I used a jailbreak prompt to generate the synthetic instructions, which resulted in some training data that would likely be censored by other models, such as how-to prompts about synthesizing drugs, making homemade flamethrowers, etc. Mind you, this is all generated by ChatGPT, not me.
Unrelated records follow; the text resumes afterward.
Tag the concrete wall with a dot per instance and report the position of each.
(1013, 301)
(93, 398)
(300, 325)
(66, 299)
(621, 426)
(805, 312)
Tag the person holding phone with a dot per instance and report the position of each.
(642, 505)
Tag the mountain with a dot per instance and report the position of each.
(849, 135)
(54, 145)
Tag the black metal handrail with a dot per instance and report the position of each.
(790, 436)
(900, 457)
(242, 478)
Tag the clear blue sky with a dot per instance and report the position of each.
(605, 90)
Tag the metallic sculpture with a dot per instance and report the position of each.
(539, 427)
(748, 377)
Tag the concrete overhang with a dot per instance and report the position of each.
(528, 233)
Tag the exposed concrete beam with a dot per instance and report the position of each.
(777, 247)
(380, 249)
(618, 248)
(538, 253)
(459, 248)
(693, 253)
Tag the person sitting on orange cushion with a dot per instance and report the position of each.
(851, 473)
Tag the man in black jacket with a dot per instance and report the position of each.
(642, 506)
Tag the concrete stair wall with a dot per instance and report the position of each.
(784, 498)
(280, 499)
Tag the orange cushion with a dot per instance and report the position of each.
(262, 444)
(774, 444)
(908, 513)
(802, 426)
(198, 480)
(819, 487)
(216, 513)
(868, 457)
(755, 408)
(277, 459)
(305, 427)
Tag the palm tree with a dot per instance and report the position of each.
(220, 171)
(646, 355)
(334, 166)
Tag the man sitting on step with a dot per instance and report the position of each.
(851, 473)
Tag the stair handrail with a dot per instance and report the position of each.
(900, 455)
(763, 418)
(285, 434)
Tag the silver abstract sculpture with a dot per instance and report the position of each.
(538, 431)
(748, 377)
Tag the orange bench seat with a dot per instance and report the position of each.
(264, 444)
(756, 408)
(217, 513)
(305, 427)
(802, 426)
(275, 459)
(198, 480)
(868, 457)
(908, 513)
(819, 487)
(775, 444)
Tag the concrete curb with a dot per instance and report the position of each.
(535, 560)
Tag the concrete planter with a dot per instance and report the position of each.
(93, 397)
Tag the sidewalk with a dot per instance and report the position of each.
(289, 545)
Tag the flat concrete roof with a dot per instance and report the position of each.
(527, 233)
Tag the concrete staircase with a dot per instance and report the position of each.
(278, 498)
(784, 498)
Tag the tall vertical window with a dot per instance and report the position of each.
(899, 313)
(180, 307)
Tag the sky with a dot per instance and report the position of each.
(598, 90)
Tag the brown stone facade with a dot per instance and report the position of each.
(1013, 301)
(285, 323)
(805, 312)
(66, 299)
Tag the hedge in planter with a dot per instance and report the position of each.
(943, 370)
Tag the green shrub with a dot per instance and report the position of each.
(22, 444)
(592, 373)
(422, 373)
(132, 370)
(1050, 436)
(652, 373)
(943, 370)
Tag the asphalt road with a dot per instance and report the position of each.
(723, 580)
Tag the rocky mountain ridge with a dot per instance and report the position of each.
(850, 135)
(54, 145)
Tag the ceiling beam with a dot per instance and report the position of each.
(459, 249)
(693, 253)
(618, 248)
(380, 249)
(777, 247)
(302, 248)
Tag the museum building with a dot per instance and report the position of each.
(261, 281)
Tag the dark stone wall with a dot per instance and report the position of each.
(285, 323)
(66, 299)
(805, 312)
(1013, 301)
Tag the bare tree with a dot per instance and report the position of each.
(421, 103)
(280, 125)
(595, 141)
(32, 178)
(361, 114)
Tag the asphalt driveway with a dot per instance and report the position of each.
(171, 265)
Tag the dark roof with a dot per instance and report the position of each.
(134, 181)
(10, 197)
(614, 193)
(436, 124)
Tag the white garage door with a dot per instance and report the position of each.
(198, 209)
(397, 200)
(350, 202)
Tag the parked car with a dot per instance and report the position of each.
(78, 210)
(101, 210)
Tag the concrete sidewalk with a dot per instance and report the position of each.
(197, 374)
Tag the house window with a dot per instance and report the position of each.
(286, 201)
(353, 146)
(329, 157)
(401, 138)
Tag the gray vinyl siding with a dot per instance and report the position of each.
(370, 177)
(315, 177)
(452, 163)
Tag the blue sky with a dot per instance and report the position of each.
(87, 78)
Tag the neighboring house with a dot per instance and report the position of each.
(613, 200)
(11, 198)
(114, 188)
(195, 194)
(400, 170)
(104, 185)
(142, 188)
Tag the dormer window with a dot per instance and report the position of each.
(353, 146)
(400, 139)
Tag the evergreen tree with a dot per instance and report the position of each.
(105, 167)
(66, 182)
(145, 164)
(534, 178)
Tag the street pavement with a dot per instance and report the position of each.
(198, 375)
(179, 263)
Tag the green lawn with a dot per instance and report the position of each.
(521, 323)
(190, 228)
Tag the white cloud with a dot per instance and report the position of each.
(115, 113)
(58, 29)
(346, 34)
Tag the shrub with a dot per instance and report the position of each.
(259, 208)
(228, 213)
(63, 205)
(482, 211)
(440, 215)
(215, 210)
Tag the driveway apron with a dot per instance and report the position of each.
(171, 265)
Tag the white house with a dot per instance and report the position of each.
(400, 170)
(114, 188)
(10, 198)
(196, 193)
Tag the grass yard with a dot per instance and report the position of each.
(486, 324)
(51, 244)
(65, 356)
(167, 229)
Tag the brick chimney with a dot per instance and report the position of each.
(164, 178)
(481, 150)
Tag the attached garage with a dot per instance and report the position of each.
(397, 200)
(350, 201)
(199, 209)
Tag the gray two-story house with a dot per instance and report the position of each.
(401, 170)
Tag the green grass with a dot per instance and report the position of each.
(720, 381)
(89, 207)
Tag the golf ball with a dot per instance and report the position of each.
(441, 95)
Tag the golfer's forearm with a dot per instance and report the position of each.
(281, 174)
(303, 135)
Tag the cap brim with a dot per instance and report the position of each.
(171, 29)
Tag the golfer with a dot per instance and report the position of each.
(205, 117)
My goal was to simply test some of the capabilities of ChatGPT when unfiltered (as much as possible), and not to intentionally produce any harmful/dangerous/etc. content.

The jailbreak prompt I used is the default prompt in the python code when using the --uncensored flag: https://github.com/jondurbin/airoboros/blob/main/airoboros/self_instruct.py#L39

I also did a few passes of manually cleanup to remove some bad prompts, but mostly I left the data as-is. Initially, the model was fairly bad at math/extrapolation, closed question-answering (heavy hallucination), and coding, so I did one more fine tuning pass with additional synthetic instructions aimed at those types of problems.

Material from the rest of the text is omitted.